Get access

Relationship Lending, Accounting Disclosure, and Credit Availability during the Asian Financial Crisis


  • The views expressed here are those of the authors and do not necessarily reflect the views of the Federal Deposit Insurance Corporation. We appreciate the comments of Rosalind Bennett, Ralf Elsas, Mark Flannery, Reint Gropp, Robert Hauswald, Paul Kupiec, Dan Nuxoll, John O'Keefe, Jack Reidhill, Katherine Samolyk, the two anonymous referees, and participants in workshops or seminars at the following venues: the FDIC; American University; the 2004 workshop hosted jointly by the Basel Committee on Banking Supervision, the Centre for Economic Policy Research (CEPR), and the Journal of Financial Intermediation; the 2004 meetings of the Western Economics Association, the Financial Management Association, and the Southern Finance Association; and the 2005 Federal Reserve Bank of Chicago Bank Structure and Competition meeting. Sarah Junker provided research assistance. All errors are our own.

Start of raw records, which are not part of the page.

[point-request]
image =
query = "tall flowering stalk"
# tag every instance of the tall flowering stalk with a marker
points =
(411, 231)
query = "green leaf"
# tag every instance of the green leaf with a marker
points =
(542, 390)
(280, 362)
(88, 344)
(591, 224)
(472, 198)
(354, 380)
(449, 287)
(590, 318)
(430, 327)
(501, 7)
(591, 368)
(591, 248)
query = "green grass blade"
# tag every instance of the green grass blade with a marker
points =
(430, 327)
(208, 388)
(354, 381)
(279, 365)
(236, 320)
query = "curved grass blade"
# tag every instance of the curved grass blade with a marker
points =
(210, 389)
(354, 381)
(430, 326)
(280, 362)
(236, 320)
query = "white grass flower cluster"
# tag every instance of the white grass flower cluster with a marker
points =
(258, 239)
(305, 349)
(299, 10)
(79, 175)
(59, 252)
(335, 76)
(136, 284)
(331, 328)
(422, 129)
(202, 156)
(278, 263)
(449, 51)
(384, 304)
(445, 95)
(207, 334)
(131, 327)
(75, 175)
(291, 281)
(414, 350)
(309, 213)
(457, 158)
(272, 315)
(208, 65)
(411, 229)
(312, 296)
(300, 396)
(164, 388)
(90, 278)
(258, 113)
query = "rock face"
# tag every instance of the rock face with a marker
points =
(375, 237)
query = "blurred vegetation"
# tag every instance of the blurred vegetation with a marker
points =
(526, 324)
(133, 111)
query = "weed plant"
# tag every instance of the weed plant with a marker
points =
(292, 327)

We examine whether lending relationships benefit firms by making credit more available during periods of financial stress. Our main finding is that during the Asian financial crisis of July 1997 through the end of 1998, relationship lending increased the likelihood that Korean and Thai firms would obtain credit but it had no effect on Indonesian and Philippine firms. We ask if accounting disclosure might explain the observed differences among the three countries for which audit information is available. We find that for Indonesian firms with weak lending relationships, banks replace relationship lending technology with a financial-statement lending technology. Such a result does not hold for Korean and Philippine firms.